Mais du côté de la presse régionale, l’anarchie règne : des villes comme Lyon
sont couvertes par les gratuits distribués dans la rue : Direct soir, 20 minutes, des culturels comme 491 ou encore Métro
le bien nommé.
En Amérique latine, le groupe suédois (Métro) est maintenant très bien implanté et des milliers de Chiliens qui jusqu’ici ne lisaient pas de journaux ont droit à leur feuille d’information quotidienne.
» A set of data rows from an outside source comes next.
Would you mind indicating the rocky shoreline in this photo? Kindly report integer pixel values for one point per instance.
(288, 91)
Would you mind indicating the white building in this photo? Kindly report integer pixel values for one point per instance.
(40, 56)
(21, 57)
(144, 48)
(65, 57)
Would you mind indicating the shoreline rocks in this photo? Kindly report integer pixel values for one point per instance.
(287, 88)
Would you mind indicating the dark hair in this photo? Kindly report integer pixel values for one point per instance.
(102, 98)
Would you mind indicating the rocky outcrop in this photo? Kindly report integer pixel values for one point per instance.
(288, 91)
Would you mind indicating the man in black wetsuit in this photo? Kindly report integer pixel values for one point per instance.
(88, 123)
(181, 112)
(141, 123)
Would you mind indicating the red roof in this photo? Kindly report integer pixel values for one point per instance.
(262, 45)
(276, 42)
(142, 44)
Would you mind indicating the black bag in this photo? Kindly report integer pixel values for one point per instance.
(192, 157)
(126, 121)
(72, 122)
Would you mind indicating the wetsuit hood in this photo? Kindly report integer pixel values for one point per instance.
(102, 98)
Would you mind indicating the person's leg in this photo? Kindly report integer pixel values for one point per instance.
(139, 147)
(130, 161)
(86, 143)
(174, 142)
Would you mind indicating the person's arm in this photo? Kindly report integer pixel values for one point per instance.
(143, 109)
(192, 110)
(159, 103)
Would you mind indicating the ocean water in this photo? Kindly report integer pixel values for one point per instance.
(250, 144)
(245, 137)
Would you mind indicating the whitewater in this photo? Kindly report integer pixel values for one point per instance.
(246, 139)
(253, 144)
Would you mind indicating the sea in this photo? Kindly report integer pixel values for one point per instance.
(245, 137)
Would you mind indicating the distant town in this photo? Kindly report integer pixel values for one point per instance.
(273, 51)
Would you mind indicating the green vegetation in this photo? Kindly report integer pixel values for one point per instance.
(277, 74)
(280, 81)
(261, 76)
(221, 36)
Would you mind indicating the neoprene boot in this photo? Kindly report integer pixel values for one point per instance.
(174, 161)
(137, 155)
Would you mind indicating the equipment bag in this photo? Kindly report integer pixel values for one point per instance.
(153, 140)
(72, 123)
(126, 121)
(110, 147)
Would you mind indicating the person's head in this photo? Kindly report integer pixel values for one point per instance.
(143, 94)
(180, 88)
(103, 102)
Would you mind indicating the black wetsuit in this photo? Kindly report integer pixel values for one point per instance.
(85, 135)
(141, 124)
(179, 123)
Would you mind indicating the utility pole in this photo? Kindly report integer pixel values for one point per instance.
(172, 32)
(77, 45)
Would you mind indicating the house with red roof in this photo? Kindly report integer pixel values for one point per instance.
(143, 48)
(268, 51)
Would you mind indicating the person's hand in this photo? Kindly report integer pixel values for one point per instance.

Face à cette montée en puissance des journaux gratuits, la presse traditionnelle a réagi diversement. Pour rester à Lyon, un quotidien historique comme Le progrès a dû se restructurer et, face à l’érosion de ses lecteurs, tente de concurrencer la presse gratuite sur son propre terrain en créant sans grand succès Lyon plus. Mais la situation est telle que le groupe, qui a déjà dû se débarrasser du magazine Lyon capitale, enchaîne les plans de licenciement et envisage même de se revendre à des groupes étrangers. On dit même que seule une intervention de l’Elysée a pu empêcher sa vente à un fonds d’ investissement avant les élections présidentielles de 2007.
Au Chili, la Copesa, une entreprise liée à la droite conservatrice, qui monopolise la quasi-totalité de la diffusion, a aussi essayé de contrer l’arrivée des gratuits comme Métro et La Hora par la création de titres concurrentiels. Des journaux historiques régionaux comme El mercurio de Valparaiso ne doivent leur salut qu’à la survente d’abonnements de complaisance dans les administrations et au quasi-monopole de la publicité et des annonces légales que le gouvernement fait passer dans ce journal, au grand dam des rares journalistes indépendants, comme Raoul Guttierez, de Granvalparaiso.cl.
Le développement des journaux en ligne
Reste la sortie par le haut, qui pouvait paraître jusqu’ici plus économique et plus écologique (par l’économie de papier et d’encre...). Il s’ agit du développement des journaux en ligne. Mais là encore, les groupes financiers veillent, et on peut s’attendre à ce que l’évolution des technologies et le renchérissement des logiciels et des droits de propriété intellectuelle (sur les photos ou la musique, par exemple) empêche le développement d’une presse libre et diversifiée, et favorise les rachats et regroupements. Il existe tout de même des initiatives indépendantes, comme Elmostrador.cl ou Granvalparaiso, déjà cité, au Chili, ou encore Lyonpeople.com ou Lyonmag.com, pour revenir à Lyon. Mais, même si Lyonmag peut compter sur l’appui du multimillionnaire "anarchiste" Thierry Hermann (le créateur de la maison du chaos), ce genre d’initiative hors circuit a peu de chances de prospérer, et sera vite contrée par les éléphants ultrafinancés par la publicité que sont par exemple Latercera.cl (groupe Copesa) au Chili, ou parismatch.com (groupe Hachette).
Ceux qui pensent que le citoyen moyen sortira gagnant de cette débauche de médias se trompent lourdement, car loin de favoriser la diversité d’opinion, le recours aux mêmes agences de presse favorise les regroupements, et à terme la disparition d’un métier autrefois tant vanté et aujourd’hui tant décrié, celui de journaliste.